The Photographer Who Brought Sexy Back
This article is from the archive of The New York Sun before the launch of its new website in 2022. The Sun has neither altered nor updated such articles but will seek to correct any errors, mis-categorizations or other problems introduced during transfer.

It’s hard not to like Helmut Newton’s photographs. Sex-stuffed and cinematic, they anticipated — and inspired — everything that has come to pass at the intersection of fashion and art-ambitious photography. There is something achingly familiar about Newton giving a sense that Newton’s mastery is hiding in plain sight.
A new show of Newton’s work opening tomorrow at Cook Fine Art and the forthcoming broadcast in April of his widow’s documentary, “Helmut by June,” on Cinemax combine to remind us just what a giant Newton was. Looking at his work today, in a visual culture that percolates with images of fetishism and pornography as if they were references to sports and gardening, one has to work a little bit to see just how shocking and exciting his vision was.
The centerpiece of the Cook show is a rare triptych, “Walking Women, Paris 1981,” from the pivotal moment in Newton’s career as a man of the world. A Mitteleuropean refugee, he emerged in Australia before achieving success as a Parisian fashion photographer whose signature look combined Hollywood drama with narrative ambiguity. He wound up a darling of New York editors and the quintessential Southern California image maker of the 1980s.
Born in 1920 in Germany, Newton had an almost comically decadent childhood of Weimar proportions. He was irascible, attracted early to the worlds of sex and transgression. At 16 he was apprenticed to a Berlin fashion photographer; at 18, he was fleeing Nazi Germany for Southeast Asia. Bouncing from Singapore to Melbourne, Newton wound up in the Australian army, eventually becoming a citizen of the Antipodes and marrying an Australian actress and model, June Newton.
Once Newton became famous, he and June settled in Monte Carlo and Los Angeles, which neatly represent the twin poles of his output. Newton’s work from the 1970s is drenched in a brooding decadence of fading European glamour. Perhaps the most famous shot of this era is “Two Pairs of Legs in Black Stockings, Paris” from 1979 (which recently sold for nearly $40,000).

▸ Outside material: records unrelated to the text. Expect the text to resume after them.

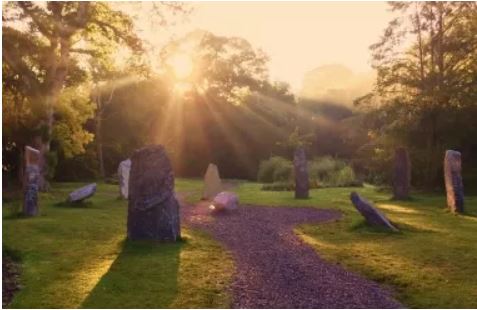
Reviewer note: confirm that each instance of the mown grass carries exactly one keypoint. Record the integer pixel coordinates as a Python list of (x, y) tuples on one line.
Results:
[(431, 263), (78, 257)]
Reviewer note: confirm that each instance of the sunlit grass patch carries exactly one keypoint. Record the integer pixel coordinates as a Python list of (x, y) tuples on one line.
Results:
[(78, 257), (430, 263)]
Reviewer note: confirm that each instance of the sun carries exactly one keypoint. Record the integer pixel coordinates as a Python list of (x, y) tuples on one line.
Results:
[(182, 65)]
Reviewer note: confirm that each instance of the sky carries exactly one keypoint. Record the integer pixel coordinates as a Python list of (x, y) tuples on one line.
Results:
[(299, 36)]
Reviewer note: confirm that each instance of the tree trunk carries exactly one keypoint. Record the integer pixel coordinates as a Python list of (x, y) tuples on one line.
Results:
[(99, 145)]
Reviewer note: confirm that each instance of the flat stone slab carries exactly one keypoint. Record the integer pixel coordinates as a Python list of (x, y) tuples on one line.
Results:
[(31, 181), (372, 215), (225, 201), (82, 193)]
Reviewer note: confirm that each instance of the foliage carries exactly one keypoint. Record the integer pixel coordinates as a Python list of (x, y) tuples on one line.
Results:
[(275, 169), (426, 85), (331, 172), (44, 49)]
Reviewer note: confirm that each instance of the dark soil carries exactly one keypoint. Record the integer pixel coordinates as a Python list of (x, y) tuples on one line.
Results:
[(10, 275), (275, 268)]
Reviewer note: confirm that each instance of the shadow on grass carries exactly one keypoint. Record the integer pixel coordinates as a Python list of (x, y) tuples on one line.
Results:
[(144, 275)]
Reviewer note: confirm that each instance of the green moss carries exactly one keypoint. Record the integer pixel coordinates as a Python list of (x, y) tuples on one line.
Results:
[(431, 263), (77, 257)]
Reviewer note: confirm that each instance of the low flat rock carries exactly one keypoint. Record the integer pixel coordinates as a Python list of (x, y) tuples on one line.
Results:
[(372, 215), (82, 193), (274, 268), (225, 201)]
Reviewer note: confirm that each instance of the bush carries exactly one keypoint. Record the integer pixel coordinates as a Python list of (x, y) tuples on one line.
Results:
[(330, 172), (275, 169)]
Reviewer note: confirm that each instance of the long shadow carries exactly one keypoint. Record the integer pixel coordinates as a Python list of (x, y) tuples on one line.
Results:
[(144, 275)]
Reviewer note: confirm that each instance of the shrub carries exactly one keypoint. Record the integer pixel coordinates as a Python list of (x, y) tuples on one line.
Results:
[(330, 172), (344, 177), (274, 169)]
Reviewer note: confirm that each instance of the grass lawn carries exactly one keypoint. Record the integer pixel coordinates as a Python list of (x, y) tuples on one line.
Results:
[(431, 263), (77, 257)]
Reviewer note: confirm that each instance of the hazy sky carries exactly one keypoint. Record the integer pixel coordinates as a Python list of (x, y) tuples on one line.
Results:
[(299, 36)]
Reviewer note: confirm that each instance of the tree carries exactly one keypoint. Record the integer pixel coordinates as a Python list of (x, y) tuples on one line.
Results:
[(43, 48), (427, 81)]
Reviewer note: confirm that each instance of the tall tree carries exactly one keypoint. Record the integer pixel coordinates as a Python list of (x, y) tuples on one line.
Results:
[(427, 77), (56, 35)]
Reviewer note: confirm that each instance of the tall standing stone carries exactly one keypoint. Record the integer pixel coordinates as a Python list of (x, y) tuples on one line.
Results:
[(31, 182), (401, 174), (153, 211), (453, 180), (212, 182), (301, 174), (124, 169)]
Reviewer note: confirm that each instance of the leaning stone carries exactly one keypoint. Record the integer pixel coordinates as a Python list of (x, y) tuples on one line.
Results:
[(225, 201), (82, 193), (153, 211), (401, 174), (212, 182), (123, 176), (372, 215), (301, 174), (453, 181), (31, 182)]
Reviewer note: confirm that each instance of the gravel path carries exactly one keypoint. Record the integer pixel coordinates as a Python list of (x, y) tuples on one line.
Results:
[(275, 269)]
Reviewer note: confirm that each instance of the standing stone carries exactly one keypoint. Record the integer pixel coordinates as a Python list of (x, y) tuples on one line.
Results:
[(31, 182), (401, 174), (212, 182), (153, 211), (372, 215), (453, 180), (301, 173), (123, 174), (82, 193)]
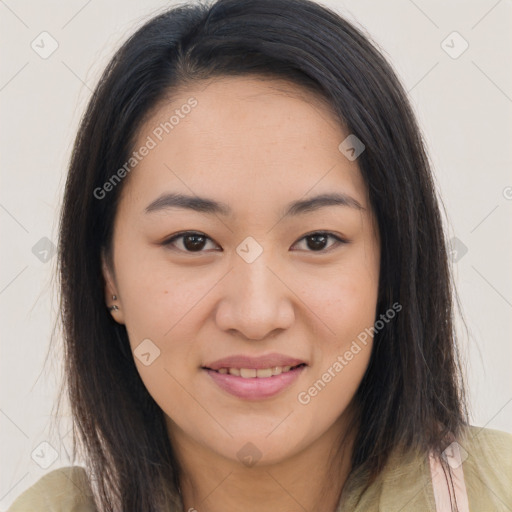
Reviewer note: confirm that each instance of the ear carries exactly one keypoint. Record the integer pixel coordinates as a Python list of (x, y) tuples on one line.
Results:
[(111, 291)]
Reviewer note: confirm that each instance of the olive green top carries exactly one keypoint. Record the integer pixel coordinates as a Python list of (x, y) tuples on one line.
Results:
[(405, 484)]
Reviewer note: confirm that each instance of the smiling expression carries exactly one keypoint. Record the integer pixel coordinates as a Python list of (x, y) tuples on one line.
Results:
[(257, 268)]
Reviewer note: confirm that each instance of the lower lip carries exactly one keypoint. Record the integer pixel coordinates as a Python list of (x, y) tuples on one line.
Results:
[(255, 388)]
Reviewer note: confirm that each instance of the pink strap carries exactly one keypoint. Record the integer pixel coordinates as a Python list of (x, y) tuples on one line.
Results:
[(440, 484)]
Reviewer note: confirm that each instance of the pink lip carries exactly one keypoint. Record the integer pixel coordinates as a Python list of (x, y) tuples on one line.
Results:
[(255, 388), (242, 361)]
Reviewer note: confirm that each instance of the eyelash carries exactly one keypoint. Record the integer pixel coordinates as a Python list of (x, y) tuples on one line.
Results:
[(339, 240)]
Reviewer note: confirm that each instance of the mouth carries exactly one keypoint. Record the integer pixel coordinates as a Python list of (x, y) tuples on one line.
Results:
[(255, 383), (258, 373)]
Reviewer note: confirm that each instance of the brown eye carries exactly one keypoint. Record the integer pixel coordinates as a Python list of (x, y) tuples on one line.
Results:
[(318, 241), (190, 241)]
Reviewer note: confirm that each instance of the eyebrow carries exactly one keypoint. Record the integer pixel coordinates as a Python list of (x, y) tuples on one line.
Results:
[(210, 206)]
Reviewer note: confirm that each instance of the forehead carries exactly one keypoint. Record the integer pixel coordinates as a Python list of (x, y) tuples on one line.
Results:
[(246, 139)]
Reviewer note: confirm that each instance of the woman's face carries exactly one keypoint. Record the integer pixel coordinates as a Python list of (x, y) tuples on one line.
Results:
[(265, 284)]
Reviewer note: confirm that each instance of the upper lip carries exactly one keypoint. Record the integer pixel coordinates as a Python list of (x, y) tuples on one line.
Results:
[(243, 361)]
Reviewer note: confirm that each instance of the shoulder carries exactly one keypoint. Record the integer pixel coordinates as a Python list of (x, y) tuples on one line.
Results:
[(405, 483), (486, 457), (65, 489)]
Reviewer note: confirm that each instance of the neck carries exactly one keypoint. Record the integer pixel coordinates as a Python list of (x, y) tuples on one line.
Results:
[(312, 479)]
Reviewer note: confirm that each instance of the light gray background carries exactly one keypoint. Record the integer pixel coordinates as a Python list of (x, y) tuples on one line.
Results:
[(464, 108)]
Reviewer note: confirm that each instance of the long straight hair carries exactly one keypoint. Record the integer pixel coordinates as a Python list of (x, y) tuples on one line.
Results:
[(412, 393)]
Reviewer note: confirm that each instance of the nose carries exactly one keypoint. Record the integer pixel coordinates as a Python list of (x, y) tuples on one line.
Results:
[(255, 301)]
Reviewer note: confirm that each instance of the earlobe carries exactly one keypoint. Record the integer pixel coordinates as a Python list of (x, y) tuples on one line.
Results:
[(111, 296)]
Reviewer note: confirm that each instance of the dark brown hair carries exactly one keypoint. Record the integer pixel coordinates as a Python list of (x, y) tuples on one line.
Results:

It captures all the same themes as Somerset Maugham’s famous description of Monte Carlo as a “sunny place for shady people.” Never have shady folks been so sexy. At ease with their compulsions, nudity, and objectification, his subjects make being jaded seem like a state of grace. The success of these images led to work for him in California that reversed the equation. His California nudes and celebrities are more like sexual athletes: toned, trim and offhand about their own perfection.
Between these two worlds lies Newton’s fashion work. The “Walking Women” triptych that gallerist Scott Cook is selling from the Newton estate (one of three prints — the two others are in a private collection and a German museum) has not been seen before here in America. Coming from the famous shoot for his seminal work, “Sie Kommen,” the triptych depicts the four models in three stop-action strides.
“Walking Women” is all hard bodies in motion. Like Newton’s famous “Big Nude” series (represented in the Cook show by “Big Nude XV, Raquel, Nice, 1993”), the emphasis is on the formal power of a perfectly executed nude, all lithe indifference while the triple image emphasizes subtle changes in their eyes and expressions.
What unites the disparate themes of nudity, decadence, and celebrity in Newton’s work is the preternatural self-confidence of his subjects. His celebrities, too — captured in this show by a portrait of Mick Jagger — are blasé and carefree. There are no victims in Newton’s demimonde.
Moreover, for all the eroticism in a Newton photograph the nude is typically a distraction. The real interest lies in the subtle details in the background of the image. Out on the edges, architecture and architectural details are a big theme (as are landscapes, cars, and other trappings of the luxury life).
The empowerment of eroticism is perhaps best seen in a photograph from his Playboy series called “Two Playmates, Hollywood 1986.” The insouciant gaze of one blond model is directed at the viewer, while her hair is being braided by another, more buxom companion. We only see the second woman’s hands, her breasts and, especially, her soft sculpted pubic hair. The image captures everything that works in Newton. His louche sexuality, the hint of bisexuality that was more outré in the 1980s than it is in our own “Girls Gone Wild” era, and a technical skill that underlines the eroticism. Newton is a guy’s photographer if there ever was one. What’s not to like about that?
“Helmut Newton: Photographs” opens tomorrow at Cook Fine Art, through Friday, April 27, 1063 Madison Ave., between 80th and 81st streets, 212-737-3550.